Mats und Marie waren die Nachzügler in der Familie. Finn hatte sich darauf gefreut, großer Bruder zu sein, als die beiden vor etwas mehr als vier Jahren aufdie Welt gekommen waren. Doch das hatte sich schnell geändert. Von einem Tag auf den anderen hatte sich alles nur noch um die Kleinen gedreht, und Finn musste dafür auch noch Verständnis haben. Schließlich war er ja der Große. Die Eltern nannten die Kleinen liebevoll «unsere Nesthäkchen», manchmal auch «unser ganzes Glück». Finn hatte bald andere Worte für die Zwillinge gefunden. «Nervende, stinkende Kriechtiere» gehörte dabei noch zu den netteren Bezeichnungen.

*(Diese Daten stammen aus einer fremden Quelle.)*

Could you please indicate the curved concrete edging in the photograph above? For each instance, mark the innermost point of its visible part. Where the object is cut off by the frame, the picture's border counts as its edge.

Natürlich liebte er seine Geschwister. Trotzdem dachte er seit einiger Zeit immer öfter darüber nach, wie viel schöner sein Leben wohl wäre, wenn es die beiden nicht gäbe!
Am liebsten würde ich abhauen, dachte Finn oft. Doch seine Füße fanden stets wie von selbst den Weg nach Hause, und jedes Mal war der Heimweg von der Schule viel zu kurz. Auch an diesem Tag.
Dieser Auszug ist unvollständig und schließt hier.